María Paula: ¿Prefieres doblar las páginas o usar separadores?

Velia Vidal: Uso separadores, uso marcadores adhesivos y rayo los libros.

María Paula: Y rayas los libros. ¿Un libro que recomiendes de Gabriel García Márquez?

Velia Vidal: El amor en los tiempos del cólera, siempre.

María Paula: Bello. ¿Y cuál es tu lugar ideal para leer?

Velia Vidal: Todos, en realidad, me gusta mucho. Tengo un punto de lectura en mi casa, tengo un sofá exclusivamente para leer.

María Paula: Un sofá de la lectura.

Velia Vidal: Sí, un espacio de lectura, que le puse un poema de Maya Angelou grandote en la pared, que me da sombra. Pero hay un sofá, afuera en la sala hay un lugar donde leo casi todas las mañanas. A veces por las tardes leo en una hamaca, deliciosa y hermosa, que tengo también en la sala de la casa. Y a veces leo en la cama.

María Paula: En la cama. Ay, muchas gracias, Velia, por este espacio.

Velia Vidal: Muchas gracias a ti.

María Paula: Quiero agradecerte también tu tiempo y aceptar mi invitación, obsequiándote un libro. ¡Guau! Se llama Cerca del Corazón Salvaje, de Clarice Lispector.

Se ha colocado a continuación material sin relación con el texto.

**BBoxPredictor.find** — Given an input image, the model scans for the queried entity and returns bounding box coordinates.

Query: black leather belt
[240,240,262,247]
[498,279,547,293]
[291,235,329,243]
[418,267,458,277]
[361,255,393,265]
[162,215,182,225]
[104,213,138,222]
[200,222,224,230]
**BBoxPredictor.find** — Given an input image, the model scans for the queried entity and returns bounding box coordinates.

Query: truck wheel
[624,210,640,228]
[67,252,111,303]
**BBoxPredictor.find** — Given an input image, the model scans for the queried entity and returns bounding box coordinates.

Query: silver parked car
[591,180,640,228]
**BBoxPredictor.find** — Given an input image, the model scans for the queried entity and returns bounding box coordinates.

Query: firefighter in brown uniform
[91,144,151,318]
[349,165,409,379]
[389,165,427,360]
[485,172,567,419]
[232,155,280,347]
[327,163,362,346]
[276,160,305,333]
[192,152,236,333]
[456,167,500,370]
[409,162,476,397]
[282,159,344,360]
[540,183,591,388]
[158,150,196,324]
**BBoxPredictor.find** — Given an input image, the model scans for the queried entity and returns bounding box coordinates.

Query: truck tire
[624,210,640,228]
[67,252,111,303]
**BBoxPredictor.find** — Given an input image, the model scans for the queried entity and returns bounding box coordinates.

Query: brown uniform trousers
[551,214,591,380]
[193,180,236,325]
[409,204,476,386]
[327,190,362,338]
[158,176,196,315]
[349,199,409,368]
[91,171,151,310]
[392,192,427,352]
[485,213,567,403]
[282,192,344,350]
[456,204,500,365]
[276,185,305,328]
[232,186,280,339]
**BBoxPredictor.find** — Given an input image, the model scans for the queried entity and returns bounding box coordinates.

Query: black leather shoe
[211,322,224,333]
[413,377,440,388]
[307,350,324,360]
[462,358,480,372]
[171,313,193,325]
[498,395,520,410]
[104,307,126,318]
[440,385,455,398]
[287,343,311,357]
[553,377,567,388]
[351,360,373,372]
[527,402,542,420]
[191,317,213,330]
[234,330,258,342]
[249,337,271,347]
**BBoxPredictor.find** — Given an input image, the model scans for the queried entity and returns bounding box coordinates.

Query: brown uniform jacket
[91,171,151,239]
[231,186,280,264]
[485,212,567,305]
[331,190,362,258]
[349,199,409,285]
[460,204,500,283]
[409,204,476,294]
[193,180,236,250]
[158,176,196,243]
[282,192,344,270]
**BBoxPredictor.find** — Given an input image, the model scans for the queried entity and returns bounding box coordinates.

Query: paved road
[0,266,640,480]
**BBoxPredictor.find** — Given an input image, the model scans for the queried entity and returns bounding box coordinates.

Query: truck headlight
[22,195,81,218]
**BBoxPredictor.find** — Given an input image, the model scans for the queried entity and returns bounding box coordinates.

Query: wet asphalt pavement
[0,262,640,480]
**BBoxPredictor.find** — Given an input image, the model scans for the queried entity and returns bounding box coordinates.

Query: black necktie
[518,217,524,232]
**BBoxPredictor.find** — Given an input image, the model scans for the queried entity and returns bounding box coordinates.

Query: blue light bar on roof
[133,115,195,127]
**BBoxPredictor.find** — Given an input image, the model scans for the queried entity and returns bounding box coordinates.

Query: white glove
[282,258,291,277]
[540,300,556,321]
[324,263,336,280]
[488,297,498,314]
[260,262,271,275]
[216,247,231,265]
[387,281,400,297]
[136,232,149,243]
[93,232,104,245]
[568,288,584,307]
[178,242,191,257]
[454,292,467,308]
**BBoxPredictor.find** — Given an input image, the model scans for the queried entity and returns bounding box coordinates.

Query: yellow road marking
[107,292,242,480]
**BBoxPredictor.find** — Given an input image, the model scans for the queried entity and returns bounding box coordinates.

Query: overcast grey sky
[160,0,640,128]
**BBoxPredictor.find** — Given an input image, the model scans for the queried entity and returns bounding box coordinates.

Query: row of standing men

Velia Vidal: ¡Ay, qué fantástico! ¡Me encanta! ¡Gracias! Muy emocionada. Nunca me habían regalado libros en las entrevistas. ¡Me hace muy feliz!

María Paula: Lo pensé especialmente para ti.

Velia Vidal: ¡Ay, qué maravilla! Creo que lo voy a disfrutar mucho. Hace poco estaba escuchando el capítulo de Grandes Infelices sobre Clarice Lispector. Así que tengo toda su vida aquí, súper presente, súper súper presente. Fue una mujer fascinante. Yo creo que también compleja, muy muy muy compleja, pero sin duda fascinante. He leído algunos de sus cuentos, por supuesto, y me encanta este regalo.

María Paula: ¡Ay, espero lo disfrutes!

Velia Vidal: Lo voy a disfrutar mucho.

María Paula: Cuando lo leas, ojalá me cuentes.

Velia Vidal: Claro que sí.

María Paula: Y muchas gracias, Velia.

Velia Vidal: No, muchas gracias a ti.